Surgido em Alagoas ao lado de Fernando Collor, que viria a ser o primeiro presidente eleito pelo voto popular após a ditadura militar, PC Farias ficou conhecido por ter sido tesoureiro da campanha presidencial do ex-mandatário. Para além do escândalo sobre supostas irregularidades na captação de recursos destinados à campanha, a influência de PC e sua espécie de governo paralelo, envolto em negócios escusos e extorsão, deflagraram o esquema PC, determinante para o processo de impeachment de Collor, em 1992. “Morcego Negro”, cujo título refere-se ao nome do jato particular de PC, traça uma genealogia dessa figura, desde seu nascimento e formação em Alagoas à morte polêmica na capital do estado, em 1996. Nesse sentido, as entrevistas conduzem narrativamente a progressão cronológica e, conforme novos rostos aparecem para contar suas experiências e impressões, mais inusitada se torna a trajetória do empresário.
Embora o documentário consiga situar bem o espectador neste importante capítulo da história recente brasileira, ele o faz de um lugar confortável e quase sempre conservador na linguagem cinematográfica. A alternância se dá entre cabeças falantes no presente e arquivos no passado. Esse fato poderia facilmente ser uma armadilha, não fosse a variedade de fontes (Collor, Calheiros, jornalistas e autoridades) e de imagens de arquivo, que dão robustez ao longa. Assim, o filme apenas permite maiores ousadias na linguagem por meio de recursos visuais que remetem a diários, boletins policiais ou telas de computador. O uso da trilha sonora com músicas eruditas para reforçar a dramaticidade da progressão trágica do ex-tesoureiro também atua nesse âmbito, trazendo um peso emocional que muitas vezes o simples relato em frente a câmera não consegue alcançar. Os únicos momentos em que isso não funciona são com a repetição excessiva do leitmotiv de tango a cada vez que mencionam o doleiro La Salvia, com quem PC teve proximidade.

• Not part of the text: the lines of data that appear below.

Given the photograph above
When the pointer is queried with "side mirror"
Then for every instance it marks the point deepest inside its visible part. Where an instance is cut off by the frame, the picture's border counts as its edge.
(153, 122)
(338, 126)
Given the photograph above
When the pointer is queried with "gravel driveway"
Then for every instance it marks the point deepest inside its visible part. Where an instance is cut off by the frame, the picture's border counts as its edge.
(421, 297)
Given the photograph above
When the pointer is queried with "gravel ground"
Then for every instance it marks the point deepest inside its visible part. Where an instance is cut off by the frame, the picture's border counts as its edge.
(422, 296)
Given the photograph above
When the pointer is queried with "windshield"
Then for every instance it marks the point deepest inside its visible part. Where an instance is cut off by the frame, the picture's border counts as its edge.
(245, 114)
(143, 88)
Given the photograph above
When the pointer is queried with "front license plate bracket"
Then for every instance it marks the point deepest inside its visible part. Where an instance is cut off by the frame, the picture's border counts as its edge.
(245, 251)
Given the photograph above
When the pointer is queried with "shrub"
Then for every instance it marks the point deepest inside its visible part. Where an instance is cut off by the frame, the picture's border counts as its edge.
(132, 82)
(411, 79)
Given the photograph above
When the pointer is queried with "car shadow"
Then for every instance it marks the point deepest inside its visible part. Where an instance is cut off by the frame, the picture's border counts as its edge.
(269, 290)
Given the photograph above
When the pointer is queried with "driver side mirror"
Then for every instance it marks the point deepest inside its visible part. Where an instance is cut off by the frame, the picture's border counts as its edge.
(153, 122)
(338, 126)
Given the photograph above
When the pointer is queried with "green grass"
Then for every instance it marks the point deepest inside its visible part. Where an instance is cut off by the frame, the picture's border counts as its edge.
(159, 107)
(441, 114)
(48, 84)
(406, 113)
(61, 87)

“Morcego Negro” é um longa que reconhece plenamente a potência cinematográfica da inusitada história de PC Farias. O tráfico de influência, as negociações com empreiteiras, as investigações e a fuga do país, por si só, já demonstram isso, sendo o assassinato-queima-de-arquivo o ápice do absurdismo histórico. Aliás, todo o início da redemocratização é bastante rico narrativamente, não é por acaso as inserções da telenovela “O Marajá” que satirizava a gestão de Collor, autointitulado caçador de Marajás. Diante do fato de o inusitado ser intrínseco à história, a montagem da obra de Litewski e Vidal constrói um ritmo de progressão gradual desses episódios, aumentando cada vez mais a dimensão das relações de PC, de políticos à máfia. Por mais que o documentário lide com muitos fatos e em alguns momentos se torne cansativo por quase desorientar o espectador com tantas informações, sempre mantém uma nova peça na manga para formar o quebra-cabeça de PC Farias, aquele tido como “vilão” do país.